Abstract
Neonatal respiratory distress (NRD) is common among infants with primary ciliary dyskinesia (PCD), but we do not know whether affected neonates receive a timely diagnosis. We used data from the international PCD cohort and assessed the proportion of patients with PCD who had a history of NRD and their age at diagnosis, stratifying by presence of laterality defects. First we analyzed data from all participants diagnosed after 2000, followed by individuals from a subgroup diagnosed using stricter criteria. Among the 1375 patients in the study, 45% had a history of NRD and 42% had laterality defects. Out of the 476 children with definite PCD diagnosis, 55% had a history of NRD and 50% had laterality defects. Overall, 30% of children with PCD were diagnosed during the first 12 months of life. This varied from 13% in those with situs solitus and no NRD, to 21% in those with situs solitus and NRD, 33% in those with situs anomalies but no NRD, and 52% in those with both situs anomalies and NRD. Our results suggest that we need to improve our knowledge of the neonatal presentation of infants with PCD and apply it so that these patients will receive appropriate care sooner.

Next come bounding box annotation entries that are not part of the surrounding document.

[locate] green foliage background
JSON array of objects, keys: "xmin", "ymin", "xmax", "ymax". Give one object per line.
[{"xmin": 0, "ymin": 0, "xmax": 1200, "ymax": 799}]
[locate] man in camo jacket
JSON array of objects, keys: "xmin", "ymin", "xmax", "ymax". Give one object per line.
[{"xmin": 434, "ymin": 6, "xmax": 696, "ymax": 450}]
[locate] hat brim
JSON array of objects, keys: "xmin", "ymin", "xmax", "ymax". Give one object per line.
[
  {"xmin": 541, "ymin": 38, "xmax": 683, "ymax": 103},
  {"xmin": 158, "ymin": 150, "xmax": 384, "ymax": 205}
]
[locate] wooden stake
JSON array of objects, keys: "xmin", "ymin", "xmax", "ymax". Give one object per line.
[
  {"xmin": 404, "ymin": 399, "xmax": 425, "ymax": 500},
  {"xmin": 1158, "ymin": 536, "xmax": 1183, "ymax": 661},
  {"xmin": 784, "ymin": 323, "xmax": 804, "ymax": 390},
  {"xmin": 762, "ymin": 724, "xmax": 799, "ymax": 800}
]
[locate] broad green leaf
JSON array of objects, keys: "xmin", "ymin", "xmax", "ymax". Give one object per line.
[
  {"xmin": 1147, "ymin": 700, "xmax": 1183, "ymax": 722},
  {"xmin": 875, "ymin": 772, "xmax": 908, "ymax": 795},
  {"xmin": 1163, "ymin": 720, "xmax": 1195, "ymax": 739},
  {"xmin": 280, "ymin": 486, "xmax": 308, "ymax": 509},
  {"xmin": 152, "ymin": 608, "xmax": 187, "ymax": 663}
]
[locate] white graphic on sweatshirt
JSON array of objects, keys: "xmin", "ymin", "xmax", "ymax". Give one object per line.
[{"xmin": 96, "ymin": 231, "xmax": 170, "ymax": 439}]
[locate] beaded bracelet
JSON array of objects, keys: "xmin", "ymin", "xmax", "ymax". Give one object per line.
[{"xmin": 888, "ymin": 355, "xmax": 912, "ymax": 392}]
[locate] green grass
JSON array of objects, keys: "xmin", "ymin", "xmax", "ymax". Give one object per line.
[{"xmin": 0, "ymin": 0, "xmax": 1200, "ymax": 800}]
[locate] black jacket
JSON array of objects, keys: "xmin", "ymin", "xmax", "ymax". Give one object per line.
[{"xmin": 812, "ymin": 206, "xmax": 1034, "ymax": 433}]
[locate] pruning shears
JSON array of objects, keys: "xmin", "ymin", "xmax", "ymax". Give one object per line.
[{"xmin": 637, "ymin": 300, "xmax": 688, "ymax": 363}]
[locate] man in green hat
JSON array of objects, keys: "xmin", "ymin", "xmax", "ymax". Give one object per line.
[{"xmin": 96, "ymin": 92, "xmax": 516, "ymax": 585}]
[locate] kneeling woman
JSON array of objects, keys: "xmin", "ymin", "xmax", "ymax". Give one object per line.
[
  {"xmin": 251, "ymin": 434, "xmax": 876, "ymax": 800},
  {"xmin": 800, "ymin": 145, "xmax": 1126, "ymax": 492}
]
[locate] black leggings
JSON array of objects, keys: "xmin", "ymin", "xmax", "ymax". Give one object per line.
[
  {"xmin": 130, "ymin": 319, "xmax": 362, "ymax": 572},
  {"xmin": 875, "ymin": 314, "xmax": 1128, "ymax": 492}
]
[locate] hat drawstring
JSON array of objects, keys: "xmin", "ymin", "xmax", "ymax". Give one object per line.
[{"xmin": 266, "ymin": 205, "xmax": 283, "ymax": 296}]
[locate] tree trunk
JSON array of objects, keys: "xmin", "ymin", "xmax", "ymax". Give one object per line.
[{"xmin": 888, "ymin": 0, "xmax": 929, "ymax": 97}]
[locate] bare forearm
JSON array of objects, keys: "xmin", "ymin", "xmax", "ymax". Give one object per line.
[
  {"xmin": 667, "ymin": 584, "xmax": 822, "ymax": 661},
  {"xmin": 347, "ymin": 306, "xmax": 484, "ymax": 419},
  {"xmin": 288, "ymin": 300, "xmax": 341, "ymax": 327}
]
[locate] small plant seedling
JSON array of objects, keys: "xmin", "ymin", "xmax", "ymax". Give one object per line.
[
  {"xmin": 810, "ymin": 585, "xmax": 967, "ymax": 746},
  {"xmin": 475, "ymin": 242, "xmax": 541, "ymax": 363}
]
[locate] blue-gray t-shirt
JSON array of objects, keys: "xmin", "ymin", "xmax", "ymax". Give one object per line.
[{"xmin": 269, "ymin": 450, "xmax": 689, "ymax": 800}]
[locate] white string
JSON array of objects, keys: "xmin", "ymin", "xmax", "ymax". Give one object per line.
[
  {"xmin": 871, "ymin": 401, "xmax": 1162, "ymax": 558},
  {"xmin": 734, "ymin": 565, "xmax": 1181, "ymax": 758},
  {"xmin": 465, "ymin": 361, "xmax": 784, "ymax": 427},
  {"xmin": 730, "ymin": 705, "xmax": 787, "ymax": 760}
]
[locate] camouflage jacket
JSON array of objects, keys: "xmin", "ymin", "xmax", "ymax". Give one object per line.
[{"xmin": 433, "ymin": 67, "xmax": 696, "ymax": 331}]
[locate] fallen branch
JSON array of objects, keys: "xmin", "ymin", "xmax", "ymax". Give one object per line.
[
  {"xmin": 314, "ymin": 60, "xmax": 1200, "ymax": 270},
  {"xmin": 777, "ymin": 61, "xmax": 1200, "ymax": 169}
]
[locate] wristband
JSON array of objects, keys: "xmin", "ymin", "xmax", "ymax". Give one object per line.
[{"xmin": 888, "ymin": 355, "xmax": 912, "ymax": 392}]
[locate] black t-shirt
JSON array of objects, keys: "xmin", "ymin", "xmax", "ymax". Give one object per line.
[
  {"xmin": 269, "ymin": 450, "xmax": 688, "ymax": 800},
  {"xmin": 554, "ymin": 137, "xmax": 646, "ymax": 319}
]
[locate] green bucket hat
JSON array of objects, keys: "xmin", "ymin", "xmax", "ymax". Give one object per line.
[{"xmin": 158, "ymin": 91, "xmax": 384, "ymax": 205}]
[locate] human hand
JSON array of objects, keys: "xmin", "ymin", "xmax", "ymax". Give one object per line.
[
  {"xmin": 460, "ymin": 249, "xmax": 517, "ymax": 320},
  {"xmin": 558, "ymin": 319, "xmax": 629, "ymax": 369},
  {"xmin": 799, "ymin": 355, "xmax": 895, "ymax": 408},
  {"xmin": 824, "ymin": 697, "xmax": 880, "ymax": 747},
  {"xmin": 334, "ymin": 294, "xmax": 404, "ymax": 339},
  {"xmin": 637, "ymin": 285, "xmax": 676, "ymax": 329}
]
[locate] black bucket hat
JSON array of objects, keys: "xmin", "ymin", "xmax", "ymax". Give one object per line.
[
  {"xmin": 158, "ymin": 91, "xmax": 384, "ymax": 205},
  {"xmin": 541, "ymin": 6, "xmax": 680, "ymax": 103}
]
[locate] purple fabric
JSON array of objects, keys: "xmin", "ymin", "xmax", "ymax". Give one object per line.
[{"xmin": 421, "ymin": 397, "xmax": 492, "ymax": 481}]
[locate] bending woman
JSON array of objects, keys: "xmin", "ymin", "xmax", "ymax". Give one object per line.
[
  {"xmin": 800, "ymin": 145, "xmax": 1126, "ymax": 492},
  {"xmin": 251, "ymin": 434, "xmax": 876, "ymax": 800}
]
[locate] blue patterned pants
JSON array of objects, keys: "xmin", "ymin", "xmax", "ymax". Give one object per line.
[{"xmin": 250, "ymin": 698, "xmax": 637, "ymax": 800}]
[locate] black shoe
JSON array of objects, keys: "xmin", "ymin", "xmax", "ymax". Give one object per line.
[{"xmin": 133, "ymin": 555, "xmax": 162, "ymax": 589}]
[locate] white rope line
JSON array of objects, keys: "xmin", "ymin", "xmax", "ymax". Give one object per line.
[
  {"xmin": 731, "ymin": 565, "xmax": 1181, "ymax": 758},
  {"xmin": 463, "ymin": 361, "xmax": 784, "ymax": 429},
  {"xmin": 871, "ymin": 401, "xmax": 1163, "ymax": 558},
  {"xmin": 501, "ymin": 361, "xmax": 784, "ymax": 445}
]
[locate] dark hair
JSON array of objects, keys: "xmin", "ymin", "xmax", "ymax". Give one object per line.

Keywords: primary ciliary dyskinesia, neonatal respiratory distress, laterality defect, orphan diseases
1. Introduction
Primary ciliary dyskinesia (PCD) is a multiorgan genetic disease that affects approximately 1 in 10,000 people [1,2], or as many as 1 in 400 in highly consanguineous populations [3,4]. The clinical phenotype is variable, but most patients have chronic upper and lower airway disease with rhinitis and cough resulting in recurrent infections of ears, sinuses, and lungs [5,6]. About half of patients with PCD have situs inversus, and an additional 10–12% have other laterality defects, which may be associated with congenital heart disease [7,8]. Already in childhood, lung function is comparable to patients with cystic fibrosis (CF), and as the disease progresses most patients develop progressive lung disease with bronchiectasis and chronic pseudomonas infection [9,10,11,12,13]. At advanced disease stages, many adults become oxygen dependent and undergo a lobectomy, with some eventually requiring lung transplantation [14,15]. It is believed that, as in other genetic respiratory diseases such as CF, early diagnosis followed by initiation of regular physiotherapy and prompt antibiotic treatment may reduce lung function decline and improve long-term outcomes [16].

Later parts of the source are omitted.